String (ROUGE) Evaluation

from juddges.evals.metrics import evaluate_string_rouge

# Exact match
result = evaluate_string_rouge(
    "Sąd Okręgowy w Warszawie",
    "Sąd Okręgowy w Warszawie"
)
print(result)
# {
#     "rouge1": 1.0,
#     "rouge2": 1.0,
#     "rougeL": 1.0
# }

# Partial match
result = evaluate_string_rouge(
    "Sąd w Warszawie",
    "Sąd Okręgowy w Warszawie"
)
print(result)
# {
#     "rouge1": 0.75,  # 3 of 4 unigrams match
#     "rouge2": 0.67,  # 2 of 3 bigrams match
#     "rougeL": 0.75   # Longest common subsequence
# }

# Missing values
result = evaluate_string_rouge(None, "some text")
print(result)
# {
#     "rouge1": 0.0,
#     "rouge2": 0.0,
#     "rougeL": 0.0
# }

Enum Evaluation

from juddges.evals.metrics import evaluate_enum

# Valid prediction
result = evaluate_enum(
    predicted="Wyrok",
    gold="Wyrok",
    choices=["Wyrok", "Postanowienie", "Uchwała"]
)
print(result)
# {
#     "match": 1,
#     "predicted_in_choices": 1
# }

# Hallucination (invalid choice)
result = evaluate_enum(
    predicted="InvalidType",
    gold="Wyrok",
    choices=["Wyrok", "Postanowienie", "Uchwała"]
)
print(result)
# {
#     "match": 0,
#     "predicted_in_choices": 0  # Hallucination detected
# }

# Mismatch but valid
result = evaluate_enum(
    predicted="Postanowienie",
    gold="Wyrok",
    choices=["Wyrok", "Postanowienie", "Uchwała"]
)
print(result)
# {
#     "match": 0,
#     "predicted_in_choices": 1
# }

List Evaluation

from juddges.evals.metrics import evaluate_list_greedy

# Perfect match
result = evaluate_list_greedy(
    predicted=["Art. 123", "Art. 456"],
    gold=["Art. 123", "Art. 456"]
)
print(result)
# {
#     "true_positives": 2,
#     "false_positives": 0,
#     "false_negatives": 0,
#     "precision": 1.0,
#     "recall": 1.0,
#     "f1": 1.0
# }

# Partial match
result = evaluate_list_greedy(
    predicted=["Art. 123", "Art. 789"],
    gold=["Art. 123", "Art. 456"]
)
print(result)
# {
#     "true_positives": 1,
#     "false_positives": 1,
#     "false_negatives": 1,
#     "precision": 0.5,
#     "recall": 0.5,
#     "f1": 0.5
# }

# Empty lists
result = evaluate_list_greedy(
    predicted=None,
    gold=["Art. 123"]
)
print(result)
# {
#     "true_positives": 0,
#     "false_positives": 0,
#     "false_negatives": 1,
#     "precision": 0.0,
#     "recall": 0.0,
#     "f1": 0.0
# }

API Reference

evaluate_date

evaluate_date(predicted: str | None, gold: str | None) -> dict[str, int]

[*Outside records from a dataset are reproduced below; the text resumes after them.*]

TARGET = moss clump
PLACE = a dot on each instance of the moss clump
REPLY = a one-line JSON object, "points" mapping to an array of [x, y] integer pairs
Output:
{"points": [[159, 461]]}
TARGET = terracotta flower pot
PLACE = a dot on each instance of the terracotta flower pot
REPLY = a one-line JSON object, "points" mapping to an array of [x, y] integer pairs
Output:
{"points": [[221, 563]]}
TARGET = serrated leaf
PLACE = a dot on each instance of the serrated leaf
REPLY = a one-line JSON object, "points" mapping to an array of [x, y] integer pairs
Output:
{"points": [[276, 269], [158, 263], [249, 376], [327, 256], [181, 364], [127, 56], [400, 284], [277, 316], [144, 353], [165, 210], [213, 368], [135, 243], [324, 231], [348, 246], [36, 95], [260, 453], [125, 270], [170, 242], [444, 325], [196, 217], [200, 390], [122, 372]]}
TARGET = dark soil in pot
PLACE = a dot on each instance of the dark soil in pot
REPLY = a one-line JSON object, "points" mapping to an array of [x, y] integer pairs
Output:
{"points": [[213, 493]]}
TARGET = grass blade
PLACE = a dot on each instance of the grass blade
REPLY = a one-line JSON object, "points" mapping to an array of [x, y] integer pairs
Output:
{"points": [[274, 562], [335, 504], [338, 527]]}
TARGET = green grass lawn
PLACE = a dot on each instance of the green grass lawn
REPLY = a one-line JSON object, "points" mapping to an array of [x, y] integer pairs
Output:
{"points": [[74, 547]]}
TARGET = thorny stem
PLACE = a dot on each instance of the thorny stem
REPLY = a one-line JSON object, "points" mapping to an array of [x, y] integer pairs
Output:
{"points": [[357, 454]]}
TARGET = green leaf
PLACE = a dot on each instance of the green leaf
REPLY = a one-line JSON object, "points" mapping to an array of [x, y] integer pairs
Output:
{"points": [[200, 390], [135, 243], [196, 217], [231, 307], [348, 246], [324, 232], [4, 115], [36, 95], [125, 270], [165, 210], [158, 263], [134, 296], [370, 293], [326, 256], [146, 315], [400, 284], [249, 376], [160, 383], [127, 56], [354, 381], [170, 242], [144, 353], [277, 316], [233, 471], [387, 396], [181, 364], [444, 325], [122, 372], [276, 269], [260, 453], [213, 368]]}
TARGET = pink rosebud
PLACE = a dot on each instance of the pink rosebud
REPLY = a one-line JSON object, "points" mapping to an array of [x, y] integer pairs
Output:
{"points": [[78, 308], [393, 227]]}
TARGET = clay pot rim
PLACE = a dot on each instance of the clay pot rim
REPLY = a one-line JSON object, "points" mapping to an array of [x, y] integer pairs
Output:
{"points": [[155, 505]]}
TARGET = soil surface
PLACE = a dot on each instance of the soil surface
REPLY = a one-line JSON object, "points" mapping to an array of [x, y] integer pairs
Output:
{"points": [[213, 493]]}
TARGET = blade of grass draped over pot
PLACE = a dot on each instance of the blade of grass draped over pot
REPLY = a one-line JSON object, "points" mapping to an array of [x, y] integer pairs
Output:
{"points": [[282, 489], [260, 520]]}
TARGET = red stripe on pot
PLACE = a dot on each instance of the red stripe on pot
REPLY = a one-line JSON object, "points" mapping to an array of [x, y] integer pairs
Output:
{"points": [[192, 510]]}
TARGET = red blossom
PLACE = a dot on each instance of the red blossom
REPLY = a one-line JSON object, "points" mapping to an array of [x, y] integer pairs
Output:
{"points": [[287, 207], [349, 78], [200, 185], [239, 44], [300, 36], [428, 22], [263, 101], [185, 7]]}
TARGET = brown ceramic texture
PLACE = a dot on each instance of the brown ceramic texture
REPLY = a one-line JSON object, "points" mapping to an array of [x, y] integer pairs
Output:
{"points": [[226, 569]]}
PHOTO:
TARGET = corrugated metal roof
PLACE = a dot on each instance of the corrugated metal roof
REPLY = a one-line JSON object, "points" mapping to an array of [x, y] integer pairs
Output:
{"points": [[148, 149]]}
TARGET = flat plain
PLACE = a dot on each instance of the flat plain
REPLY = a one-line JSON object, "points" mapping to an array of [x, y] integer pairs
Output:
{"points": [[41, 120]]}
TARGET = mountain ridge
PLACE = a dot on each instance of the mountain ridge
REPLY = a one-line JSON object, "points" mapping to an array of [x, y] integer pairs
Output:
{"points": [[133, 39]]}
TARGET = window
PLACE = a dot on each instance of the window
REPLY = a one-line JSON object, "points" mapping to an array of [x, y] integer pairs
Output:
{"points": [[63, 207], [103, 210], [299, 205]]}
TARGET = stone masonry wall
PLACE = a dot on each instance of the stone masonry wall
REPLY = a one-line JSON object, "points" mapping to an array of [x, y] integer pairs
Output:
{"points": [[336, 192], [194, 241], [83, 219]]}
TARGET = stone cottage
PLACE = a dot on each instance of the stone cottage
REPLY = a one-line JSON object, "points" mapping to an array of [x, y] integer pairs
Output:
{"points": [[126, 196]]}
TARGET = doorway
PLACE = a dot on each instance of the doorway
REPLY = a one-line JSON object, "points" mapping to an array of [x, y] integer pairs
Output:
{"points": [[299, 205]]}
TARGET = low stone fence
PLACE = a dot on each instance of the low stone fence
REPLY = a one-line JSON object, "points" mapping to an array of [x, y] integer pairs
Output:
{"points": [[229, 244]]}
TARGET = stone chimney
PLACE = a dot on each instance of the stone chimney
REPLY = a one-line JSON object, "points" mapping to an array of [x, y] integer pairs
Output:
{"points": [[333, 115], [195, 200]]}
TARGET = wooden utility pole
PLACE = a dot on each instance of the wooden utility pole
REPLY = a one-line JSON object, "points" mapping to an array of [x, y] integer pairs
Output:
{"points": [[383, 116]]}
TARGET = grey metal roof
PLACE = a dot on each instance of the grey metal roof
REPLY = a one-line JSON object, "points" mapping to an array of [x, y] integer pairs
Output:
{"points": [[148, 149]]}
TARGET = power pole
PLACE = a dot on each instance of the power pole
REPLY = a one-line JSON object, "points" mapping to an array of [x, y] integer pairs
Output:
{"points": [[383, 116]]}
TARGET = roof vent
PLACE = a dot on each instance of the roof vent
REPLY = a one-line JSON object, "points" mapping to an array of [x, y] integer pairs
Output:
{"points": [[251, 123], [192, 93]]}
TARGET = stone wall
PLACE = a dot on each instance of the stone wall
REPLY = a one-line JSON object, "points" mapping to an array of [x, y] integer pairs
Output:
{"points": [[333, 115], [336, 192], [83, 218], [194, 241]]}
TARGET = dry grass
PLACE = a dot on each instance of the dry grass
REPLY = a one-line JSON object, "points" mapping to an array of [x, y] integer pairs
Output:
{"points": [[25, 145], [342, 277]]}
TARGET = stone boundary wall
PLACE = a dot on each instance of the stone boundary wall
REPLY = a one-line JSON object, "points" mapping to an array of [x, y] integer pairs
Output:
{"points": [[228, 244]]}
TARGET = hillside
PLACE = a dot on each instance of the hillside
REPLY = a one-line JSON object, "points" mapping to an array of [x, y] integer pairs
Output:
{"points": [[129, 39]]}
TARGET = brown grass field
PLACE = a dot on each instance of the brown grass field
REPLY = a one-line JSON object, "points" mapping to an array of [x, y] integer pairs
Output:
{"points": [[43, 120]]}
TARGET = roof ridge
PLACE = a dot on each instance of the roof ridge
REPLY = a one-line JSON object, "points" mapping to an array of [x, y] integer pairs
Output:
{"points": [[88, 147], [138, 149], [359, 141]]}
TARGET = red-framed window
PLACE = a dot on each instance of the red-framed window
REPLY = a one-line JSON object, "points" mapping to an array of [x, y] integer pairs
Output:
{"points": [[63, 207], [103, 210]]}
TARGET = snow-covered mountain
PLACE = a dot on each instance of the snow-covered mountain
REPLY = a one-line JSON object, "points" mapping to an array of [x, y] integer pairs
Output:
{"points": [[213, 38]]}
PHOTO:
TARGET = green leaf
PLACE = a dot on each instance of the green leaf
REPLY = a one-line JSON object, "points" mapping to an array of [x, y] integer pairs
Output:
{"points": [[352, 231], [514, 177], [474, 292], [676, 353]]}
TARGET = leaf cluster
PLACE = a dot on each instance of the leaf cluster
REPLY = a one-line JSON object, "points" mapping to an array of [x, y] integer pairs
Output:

Parses dates and checks for an exact match.

PARAMETER DESCRIPTION
predicted

The predicted date string.

TYPE: str | None

gold

The ground truth date string.

TYPE: str | None

RETURNS DESCRIPTION
dict[str, int]

True if dates match, False otherwise.

Source code in juddges/evals/metrics.py
def evaluate_date(
    predicted: str | None,
    gold: str | None,
) -> dict[str, int]:
    """
    Parses dates and checks for an exact match.

    Args:
        predicted: The predicted date string.
        gold: The ground truth date string.

    Returns:
        True if dates match, False otherwise.
    """
    if predicted == gold:
        return {"match": 1}

    try:
        predicted_date = date_parser.parse(predicted)
        gold_date = date_parser.parse(gold)
        return {"match": int(predicted_date == gold_date)}
    except (ValueError, TypeError):
        return {"match": 0}

evaluate_number

evaluate_number(predicted: Any, gold: Any, atol: float = 1e-06) -> dict[str, int]

Compares two numbers for an exact match.

PARAMETER DESCRIPTION
predicted

The predicted number.

TYPE: Any

gold

The ground truth number.

TYPE: Any

RETURNS DESCRIPTION
dict[str, int]

True if numbers are equal, False otherwise.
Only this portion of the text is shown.